Lesson 13 of 18
Objective: SWBAT identify and create equal amounts and equations for a single number. Students measure an object using 2 different units of measure.
Students have been working with partners of ten and doubles, as well as adding 10 to a number. Today I ask students to find a different number sentence to equal the one I put on the board. I ask them to write the sentence in their math journals.
In first grade they should have met the Common Core Standard, "Understand the meaning of the equal sign, and determine if equations involving addition and subtraction are true or false." Students may understand the equal sign in a single equation such as 8 + 5 = 13, but if I were to write 8 + 5 = 10 + 3, they might have more trouble understanding that there can be more than one thing on the other side of the equal sign. Today's lesson helps to expand the student's understanding of what the equal sign really means.
As students work, I circulate around and choose 2 - 3 students, with different equations, to show their work on the board, so we can see that there are numerous ways to compose a given number.
I start with 5 + 5 = 10. One of the reasons I select this is that the concept of making ten in different ways should be in place, so it makes a good starting point for this lesson. Starting in kindergarten, students should be developing fluency within ten, and in making ten. I call making ten "partners of ten". I hope students will quickly recall another partner of ten equation.
After we share out, I put the equation 13 + 7 = 20 on the board. Again I ask for students to write their own equations that make 20 on their individual white boards.
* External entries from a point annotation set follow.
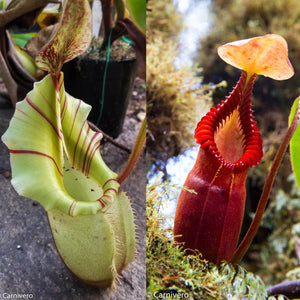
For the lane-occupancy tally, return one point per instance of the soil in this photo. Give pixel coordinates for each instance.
(29, 261)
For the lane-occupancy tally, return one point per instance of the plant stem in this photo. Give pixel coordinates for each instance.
(107, 18)
(135, 153)
(248, 238)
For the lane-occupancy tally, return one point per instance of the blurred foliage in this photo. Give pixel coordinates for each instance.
(169, 268)
(272, 100)
(176, 99)
(163, 19)
(241, 19)
(276, 258)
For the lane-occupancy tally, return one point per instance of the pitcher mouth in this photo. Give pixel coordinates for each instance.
(229, 132)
I do a subtraction equation as well 18 - 9 = 9. (Here I watch to see if the students attempt another subtraction problem, or find an addition problem that will equal 9.)
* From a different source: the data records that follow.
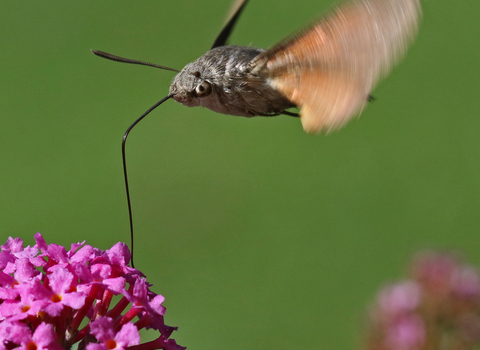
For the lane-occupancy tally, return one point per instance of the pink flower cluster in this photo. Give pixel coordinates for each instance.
(51, 299)
(438, 307)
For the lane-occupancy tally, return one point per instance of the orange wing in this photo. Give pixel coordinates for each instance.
(330, 69)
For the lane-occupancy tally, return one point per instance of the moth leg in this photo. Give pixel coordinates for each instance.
(291, 114)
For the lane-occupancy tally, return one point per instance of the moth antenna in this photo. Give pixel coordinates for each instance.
(227, 30)
(124, 160)
(109, 56)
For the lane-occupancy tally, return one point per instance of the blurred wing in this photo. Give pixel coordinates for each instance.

I keep track of students who may be having difficulty with the concept of composing true number sentences for a given number.
I give students a stretch break and ask them to come to the rug.
Teaching The Lesson
I tell the students that today we will be working at 2 different centers, as well as completing a practice page.
I explain that at the first center we will be taking dominos and looking at the two sides. We will write an addition sentence by adding the bottom and the top of the domino and putting the number sentence under the correct total. We will also write a subtraction sentence by counting the total, subtracting one side and writing the equation under the answer that is left.
Together we practice on the interactive white board until students are comfortable with what they will be doing.
I tell them that at the second center they will be measuring the objects already set out on the table. They will use inches and centimeters. We discuss which side of the ruler is inches and which is centimeters. I choose all objects that are less than 12 inches, but are full inches in length to avoid half or quarter. I tell them to measure to the closest centimeter. We practice together on the interactive white board how to hold the ruler so the zero point is at the end of the object and then to read to the nearest inch or centimeter. We record our answers on the chart.
I tell students that they will also complete a practice page where they will write as many ways as they can think of to represent a given number, just as we did when we started the day.
I divide the children in heterogeneous groupings and send them to one of the three centers. After about 10 minutes I ring the bell and have students progress to a new center. Students will visit all 3 centers.
At the end of the center time I ask all children to return to their seats. I ask them to respond in their journals to the questions, "Can 2 hundreds, 3 tens and 9 ones be the same as 239, or 200 + 30 + 9? Why?"
Some students respond in words, others use pictures, or representations with blocks or tally marks to explain their thinking.
Can I measure an object and find it is 3 inches long, when my partner says it is about 8 centimeters long? How is that possible?
Again, some responses will be in words, but others use drawings to explain their thinking.
I use student responses to assess their understanding of it being possible to have 2 different numbers or representations of a number represent the same amount.